The following week, I leave for my new job.

It will take me four days and three nights to get there. I’m not usually this organized when it comes to making a trip, but I’m having to consider that I probably will not be feeling 100% yet, so I have my route planned highway by highway, and even hour by hour. I don’t know how long I’ll last before I have to stop for the night, but based on my current stamina level, I’m figuring about 9 hours. So I know approximately where I’ll stop and what AAA rated motels are along the route in that general area. I already have reservations in Billings, Montana. I did that, first, so I can get the AAA discount, and second, because the next most affordable place to stop is Rapid City, South Dakota, which is several more hours out and that would put me well over my 10 hour limit. I told my Dad on the phone last night and he thought it was funny that suddenly, in my middle age, I’m planning trips down to hour and making motel reservations. That is so not like me!
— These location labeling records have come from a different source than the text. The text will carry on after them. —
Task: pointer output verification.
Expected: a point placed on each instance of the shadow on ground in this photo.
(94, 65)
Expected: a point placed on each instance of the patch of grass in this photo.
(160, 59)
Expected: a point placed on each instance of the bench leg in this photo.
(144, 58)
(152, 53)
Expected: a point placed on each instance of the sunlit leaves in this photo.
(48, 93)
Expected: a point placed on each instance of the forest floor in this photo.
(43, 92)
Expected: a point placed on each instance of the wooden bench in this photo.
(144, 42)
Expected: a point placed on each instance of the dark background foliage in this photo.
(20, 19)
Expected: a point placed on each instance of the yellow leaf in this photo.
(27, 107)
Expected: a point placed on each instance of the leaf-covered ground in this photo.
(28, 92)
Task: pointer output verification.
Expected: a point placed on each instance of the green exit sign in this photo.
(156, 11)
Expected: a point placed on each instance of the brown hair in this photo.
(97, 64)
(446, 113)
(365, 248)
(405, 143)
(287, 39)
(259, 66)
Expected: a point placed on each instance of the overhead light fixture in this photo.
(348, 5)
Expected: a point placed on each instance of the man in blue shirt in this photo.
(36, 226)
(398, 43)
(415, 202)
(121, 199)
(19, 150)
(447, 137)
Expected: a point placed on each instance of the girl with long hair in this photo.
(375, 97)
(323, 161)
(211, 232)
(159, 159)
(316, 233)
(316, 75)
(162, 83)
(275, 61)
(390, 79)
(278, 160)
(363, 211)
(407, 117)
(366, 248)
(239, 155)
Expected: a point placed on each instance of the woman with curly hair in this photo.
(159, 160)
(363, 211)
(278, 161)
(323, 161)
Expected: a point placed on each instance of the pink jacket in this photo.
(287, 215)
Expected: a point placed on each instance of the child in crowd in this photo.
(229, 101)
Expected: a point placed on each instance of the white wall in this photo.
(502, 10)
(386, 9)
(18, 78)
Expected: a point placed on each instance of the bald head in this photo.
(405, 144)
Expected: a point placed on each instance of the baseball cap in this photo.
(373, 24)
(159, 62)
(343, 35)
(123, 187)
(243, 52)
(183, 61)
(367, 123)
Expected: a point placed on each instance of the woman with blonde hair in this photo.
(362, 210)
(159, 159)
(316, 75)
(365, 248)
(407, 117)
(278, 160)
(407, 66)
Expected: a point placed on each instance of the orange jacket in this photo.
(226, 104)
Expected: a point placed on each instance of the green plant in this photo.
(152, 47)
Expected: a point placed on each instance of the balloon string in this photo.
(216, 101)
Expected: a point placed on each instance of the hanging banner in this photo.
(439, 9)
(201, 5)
But I do feel more comfortable knowing the route and knowing that I won’t be pushing harder than I should.

If I need to take longer, I can; I’ve given myself several days of “wiggle room.” I don’t really have to be in Kentucky until the 15th, although the department would like me to be there on August 1, if I can make it. I’m leaving here July 20, so I figure I can probably get there in plenty of time.

On the personal front, I think my SO is mad at me because my instant messaging system went down yesterday, signed me off, and I was off line all day — and didn’t know it. He’s not around, himself, today.

I think that depression has finally lifted. If I knew that all it would take was a bottle of Hogue Late Harvest White Riesling, I would have bought some sooner. As it is, I might go get another bottle tonight after I’ve done all the packing I can for the night.

To be honest, I think that conversation with my Dad on Friday didn’t hurt, either!